The Beauty of Colocating

Keep relevant things close together. It will save you time later.

Published 2025-05-26 (ISO 8601)

Context

I recently ventured to my grandparents’ house for a weekend stay. Oftentimes, they prepare a list of technology-related-things that I can help them with while I’m there. Being the “techie” in the family often gets you into this debacle! Though, it’s a pretty good deal considering that I’m very well fed in exchange.

On this occasion, one of the things that my grandpa needed help with was re-connecting his hearing aids to their living room television. This way, my grandma wouldn’t yell at him for having the volume too loud to compensate for the fact the audio was no longer playing directly in his ear. I fixed it up pretty quickly by clicking the pair button at the back of the Unitron TV Connector if anyone else ever has to solve this…

While my grandpa’s pretty neat, his memory isn’t the greatest, so he keeps his instruction booklets in a place that will be intuitive to find if he ever runs into an issue. In this case, after I had finished fixing the issue for him, he put the instructions for the TV Connector back in the entertainment centre below the television.

Lightbulb

This sparked a thought - we do this all the time as software engineers; keeping things close to where they need to be. For example, we might add the occasional in-line code comment to explain a decision, error code, or a weird one-liner in a function, or even just to add a link to some documentation or a ticket. Oftentimes, it’s because we might forget why we did it later, or we think that future maintainers and/or our current team may benefit from it.
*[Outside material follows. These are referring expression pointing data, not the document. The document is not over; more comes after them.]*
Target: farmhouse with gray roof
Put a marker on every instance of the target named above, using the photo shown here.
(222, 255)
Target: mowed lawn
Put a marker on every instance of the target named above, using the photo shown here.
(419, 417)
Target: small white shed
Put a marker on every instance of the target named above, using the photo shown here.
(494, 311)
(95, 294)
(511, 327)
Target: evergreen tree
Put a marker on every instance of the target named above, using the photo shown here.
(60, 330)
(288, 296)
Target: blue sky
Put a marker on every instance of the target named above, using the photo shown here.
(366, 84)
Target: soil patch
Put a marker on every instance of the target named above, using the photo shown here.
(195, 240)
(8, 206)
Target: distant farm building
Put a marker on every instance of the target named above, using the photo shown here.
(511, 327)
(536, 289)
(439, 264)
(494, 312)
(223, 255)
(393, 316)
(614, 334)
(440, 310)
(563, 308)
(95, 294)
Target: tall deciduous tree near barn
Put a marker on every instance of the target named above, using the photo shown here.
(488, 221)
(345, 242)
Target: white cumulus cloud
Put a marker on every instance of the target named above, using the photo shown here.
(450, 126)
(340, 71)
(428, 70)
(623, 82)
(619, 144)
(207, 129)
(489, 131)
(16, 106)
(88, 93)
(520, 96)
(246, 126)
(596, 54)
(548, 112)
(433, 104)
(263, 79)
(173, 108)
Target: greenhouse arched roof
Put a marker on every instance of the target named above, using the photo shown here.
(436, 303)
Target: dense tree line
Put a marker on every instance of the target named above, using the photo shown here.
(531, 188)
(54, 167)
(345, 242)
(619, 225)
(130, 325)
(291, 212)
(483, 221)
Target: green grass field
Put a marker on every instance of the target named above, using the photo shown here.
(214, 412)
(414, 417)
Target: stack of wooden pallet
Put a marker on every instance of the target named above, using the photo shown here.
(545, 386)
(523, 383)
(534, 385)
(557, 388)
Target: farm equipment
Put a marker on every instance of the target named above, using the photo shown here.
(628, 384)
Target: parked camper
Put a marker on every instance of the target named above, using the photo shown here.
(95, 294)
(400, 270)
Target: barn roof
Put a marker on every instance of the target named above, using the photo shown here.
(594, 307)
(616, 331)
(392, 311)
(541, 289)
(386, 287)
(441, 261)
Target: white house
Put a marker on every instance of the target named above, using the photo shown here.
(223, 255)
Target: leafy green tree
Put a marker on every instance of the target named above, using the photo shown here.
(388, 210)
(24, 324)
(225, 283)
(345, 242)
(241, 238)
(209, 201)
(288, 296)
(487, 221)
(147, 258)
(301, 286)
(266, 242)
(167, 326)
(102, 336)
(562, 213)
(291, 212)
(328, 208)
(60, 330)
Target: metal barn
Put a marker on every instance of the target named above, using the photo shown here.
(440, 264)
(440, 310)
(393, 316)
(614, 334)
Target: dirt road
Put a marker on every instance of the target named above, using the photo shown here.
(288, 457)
The word for this is colocate. It means to place two or more things close together due to relevance or the need to share common facilities.

Applications

At my work, I see opportunities to adhere to this principle all the time. For example, I much prefer adding comments to my code directly over documenting elsewhere, for 2 reasons:

  1. In general, humans will choose the easy option.
    • If somone needs to understand your code in future, they likely won’t be bothered to spend hours searching INSERT-SAAS-DOCUMENTATION-PLATFORM-HERE for why a specific decision was made (if you didn’t link it). By keeping the justification for decisions close to what they are interacting with, it decreases effort-to-understand.
  2. Documentation will always get out of date eventually - see Thorbjørn Sigberg’s Laws of Documentation.
    • If you keep your documentation in a different place to your code, you significantly reduce the chance that someone will be bothered to adjust it. Make it easy for them (see dot point 1) by having it close to where they are making the change.

Wrapping Up

As working professionals (not just software engineers), I think we would do well to colocate things better. Don’t spend thousands of dollars on documentation platforms if you can add documentation close to where it needs to be instead.